A menos que uno haya nacido junto al agua -y en el borde de un imperio por añadidura-, rara vez le inquieta esta clase de distinción. Entre todas las personas, alguien como yo debía ser el primero en contemplar a Constantino como el portador de Occidente a Oriente, como alguien a la par con Pedro el Grande: tal como es considerado por la propia Iglesia. Si me hubiera quedado más tiempo en aquel meridiano, lo habría hecho. Sin embargo, no lo hice, ni lo hago.

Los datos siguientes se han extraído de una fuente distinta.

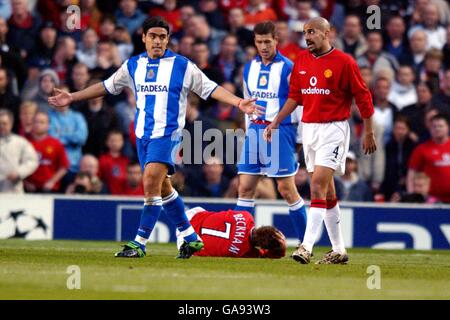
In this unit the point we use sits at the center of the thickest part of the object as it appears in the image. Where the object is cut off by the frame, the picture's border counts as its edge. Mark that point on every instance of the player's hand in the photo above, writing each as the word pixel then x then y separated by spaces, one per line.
pixel 249 107
pixel 60 98
pixel 369 144
pixel 48 186
pixel 267 134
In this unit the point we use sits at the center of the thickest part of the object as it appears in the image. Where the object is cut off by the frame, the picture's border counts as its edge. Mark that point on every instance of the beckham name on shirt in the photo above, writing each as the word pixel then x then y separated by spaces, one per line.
pixel 151 88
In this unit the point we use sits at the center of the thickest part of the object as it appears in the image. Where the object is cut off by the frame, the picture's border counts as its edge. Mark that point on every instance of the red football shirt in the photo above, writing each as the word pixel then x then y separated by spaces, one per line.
pixel 225 234
pixel 52 157
pixel 434 160
pixel 325 85
pixel 113 171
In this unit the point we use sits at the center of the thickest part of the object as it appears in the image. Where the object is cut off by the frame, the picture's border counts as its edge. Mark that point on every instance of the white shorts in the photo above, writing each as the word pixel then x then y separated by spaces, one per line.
pixel 326 144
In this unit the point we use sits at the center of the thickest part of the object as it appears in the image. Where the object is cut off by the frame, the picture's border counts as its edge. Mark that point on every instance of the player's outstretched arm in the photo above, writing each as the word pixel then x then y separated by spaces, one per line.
pixel 287 109
pixel 64 98
pixel 369 144
pixel 245 105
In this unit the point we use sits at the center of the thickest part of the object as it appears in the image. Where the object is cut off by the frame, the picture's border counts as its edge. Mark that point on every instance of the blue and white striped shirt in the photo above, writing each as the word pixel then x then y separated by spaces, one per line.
pixel 161 87
pixel 269 85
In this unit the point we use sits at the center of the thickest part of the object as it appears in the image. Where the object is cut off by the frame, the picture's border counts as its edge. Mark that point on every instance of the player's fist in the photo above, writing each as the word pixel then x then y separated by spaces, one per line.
pixel 369 144
pixel 267 134
pixel 249 107
pixel 60 98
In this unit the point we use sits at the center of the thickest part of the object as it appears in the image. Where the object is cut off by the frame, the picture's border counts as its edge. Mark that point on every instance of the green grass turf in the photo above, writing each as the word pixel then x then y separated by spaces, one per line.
pixel 37 270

Para mí, el esfuerzo de Constantino no es sino un episodio en el impulso general de Oriente hacia el oeste, impulso no motivado por la atracción de una parte del mundo respecto a otra, ni por el deseo del pasado de absorber el futuro… aunque a veces y en algunos lugares, y Estambul es uno de ellos, parezca ser así. Esta atracción, me temo, es magnética, evolutiva; tiene que ver, presumiblemente, con la dirección en la que este planeta gira sobre su eje. Adquiere las formas de una fascinación por un credo, de invasiones nómadas, guerras, migración y la circulación del dinero. El puente de Galata no fue el primero construido sobre el Bósforo, como aseguraría su guía turística; el primero fue construido por Darío. Un nómada siempre cabalga hacia la puesta de sol.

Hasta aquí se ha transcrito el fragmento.